Advocates of gender-affirming care, as it is known, say they’re rare but vital for some trans people. Critics say they should be banned, especially for kids, and that patients need counselling, not cutting.

Dr Peters, a highly-rated plastic surgeon at Oregon Health and Science University (OHSU), made the admissions in a 37-minute interview with Dr Brianna Durand, of Empower Physiotherapy in Seattle.

The original video post from last year appears to have been deleted, but then retrieved from an archive and shared recently on social media. Viewers called the procedures ‘evil’ and compared them to Nazi-era experiments.
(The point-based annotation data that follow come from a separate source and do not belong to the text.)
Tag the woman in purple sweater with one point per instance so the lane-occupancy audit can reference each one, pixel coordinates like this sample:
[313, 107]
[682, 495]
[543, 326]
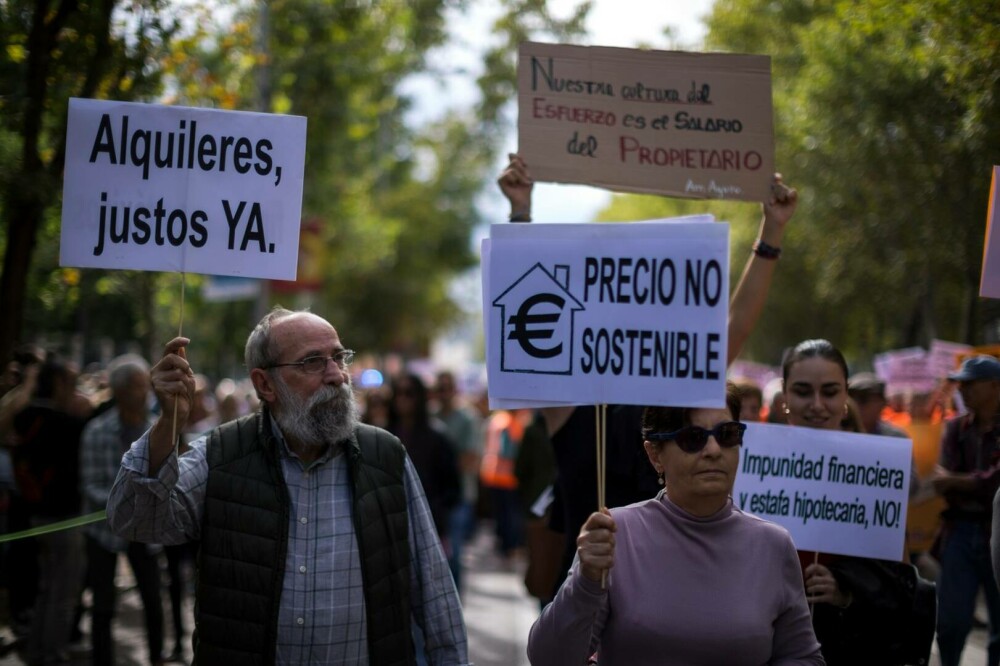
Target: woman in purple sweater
[696, 582]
The conservative scholar Christopher Rufo likened Dr Peters to another clinician, the fictional experimenter who builds a monster from body parts in Mary Shelley’s 1818 novel, Frankenstein.

OHSU, Dr Peters, and Dr Durand did not answer our requests for comment. OHSU’s gender clinic is well regarded among trans patients; wait times for some procedures stretch to as long as two years.

In the video, Dr Peters describes advances being made in phalloplasties and vaginoplasties, including by using a robot controlled by a second surgeon to build a ‘neo-vagina’ from penis and scrotum tissue.

He also describes wholesale genital removals for non-binary patients, an increasingly popular procedure known as ‘nullification.’

Controversially, he addresses the ‘handful of puberty-suppressed adolescents’ undergoing genital surgeries at OHSU — referring to minors who have taken puberty blockers to delay their growth spurt.

With those boy-to-girl transitioners, he said, surgeons ‘don’t have enough tissue’ to build the neo-vagina and must graft skin from elsewhere.

‘We’re kind of learning and figuring out what works,’ said Dr Peters.

Patients frequently have problems after surgery, added the doctor.

They can suffer ‘rectal injury and urinary incompetence,’ he said. Others struggle to achieve ‘sexual satisfaction’ from altered body parts and have worse chances of ‘future childbearing.’

Some have a ‘really demanding post-operative care process,’ he added.

Pretty much every male-to-female genital surgery recipient sees their neo-vagina canal shorten over time, he said.

‘We’ve seen patients coming back even 20-plus years out from a vaginoplasty that have something happened in their life, that they just don’t dilate, and aren’t having sex for a year, and they will lose a lot of a lot of depth,’ said Dr Peters.

Dr Peters said his techniques and success rates were improving as ever more Americans — both young and old — opted for genital surgery, but that there was still much to learn on this new frontier of medicine.

‘We’re going to learn a lot more about it in the next five to 10 years as we’re doing just increasing numbers of these cases,’ he said.

Dr Peters and other advocates of trans medicine present the surgeries as a trade-off, acknowledging the substantial drawbacks, but saying they’re vital for those with serious discomfort with their own body.

Even so, they are rare within the transgender community.

Of the estimated 1.6 million trans and non-binary Americans aged 13 and above, only 31 percent take cross-sex hormones and 16 percent opt for surgery, according to research by the Washington Post and KFF, a health charity.

Most surgeries are breast removals for female-to-male transitioners.

Genital surgery on children is very rare and massively controversial. Even the World Professional Association for Transgender Health, which advocates for gender-affirming care globally, says procedures should not be attempted on children.

In the US, Republicans have sought to ban puberty blockers, hormones, or surgeries for minors in about 20 states this year. Sweden, Finland, the UK, and other European countries have restricted or halted trans care for kids.

Dr Peters and OHSU have faced criticism for their progressive approach in the past.

Last year, Dr Peters faced a backlash for a since-deleted tweet remarking on having performed breast-removal surgeries on three young adults and adolescents in a single day.

Another OHSU clinician, Dr Nicholas Gideonse, controversially became the first US professional to help terminally ill Americans travel from out-of-state to get their hands on a deadly cocktail of drugs in Oregon to end their lives.